As you said, in rough times, the services offered by libraries become more vital, not less.
And I can see why the library services are among the first to get gutted: $20 million is a 20% cut. That’s effing huge.
Having said that, there are a couple of things I have to disagree with you about in your OP. First off, Governor Paterson has been trying to get the Legislature to propose cuts of their own - and they refused. It was election time, after all. I find myself more sympathetic to Paterson than I am with the Legislature - at least he’s recognizing the problem, and trying to do something about it. Not necessarily what I’d like to see done - but he’s not sticking his head in the sand and unwilling to see.
Secondly, while Paterson proposed those cuts, none of them are going to be acted upon, because the outgoing legislature refuses to take the blame for it.* So AIUI the library budget, for this fiscal year, is still safe.
Which is horrid, because I think that next year’s budget is going to make $20 million in cuts look like chump change - the longer the budget continues, as is without accounting for the shortfalls in revenues, the worse it’s going to be.
Sadly, NY’s budget is so full of sacred cows that the logic of the situation is going to mean that useful, relatively small ticket items, like libraries, are going to be getting it in the neck. (I’ve just sent letters to my Assemblywoman, and Senator, asking them to protect library funding - but I suspect that’s going to be a voice in the wilderness.) The biggest news this week was all the protesting about the various school districts who can’t accept one iota less in state spending.

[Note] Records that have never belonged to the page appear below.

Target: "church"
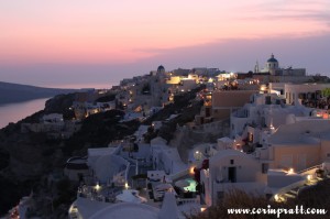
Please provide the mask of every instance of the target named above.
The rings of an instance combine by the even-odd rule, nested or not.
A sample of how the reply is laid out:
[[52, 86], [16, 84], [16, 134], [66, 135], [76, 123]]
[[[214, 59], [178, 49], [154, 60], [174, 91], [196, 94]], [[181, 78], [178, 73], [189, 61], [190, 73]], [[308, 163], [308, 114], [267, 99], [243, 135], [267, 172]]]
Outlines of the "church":
[[254, 67], [254, 74], [270, 74], [277, 76], [306, 76], [306, 68], [280, 68], [278, 61], [275, 58], [274, 54], [267, 59], [264, 68], [260, 70], [258, 63]]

What I hadn’t seen in any of the articles I read, which I’ll admit wasn’t all that many - I got enough of the tone to see that the CSEA and Teacher’s Unions weren’t going to go for any cuts in their ballywacks, which was going to gut the majority of Paterson’s plan - was the issue about the law passed recently that local governments are not allowed to let school budgets decrease, even fail to increase in pace with inflation. So if the state successfully cuts local school aid, it will simply transfer that burden to the local governments.
Which will do diddly to save the taxpayers anything - and may well make things worse.
On preview: What Exit?, I think you’re missing that the libraries have gotten about an 8% cut already this year, and the $20 million being proposed are from the money that was left, making it more than 20% more. It is, I believe, a disproportionate cut from the budget. And it’s happening, I believe, because the librarians aren’t part of the various unions, AFAIK.
*After the incoming Senate Majority Leader’s statement this weekend, any chance of across the aisle bi-partisanship went out the window, when he basically said: “We Democrats will fix everything, now - and have only been prevented from doing that because of those evil Republicans in the Senate were stopping us.”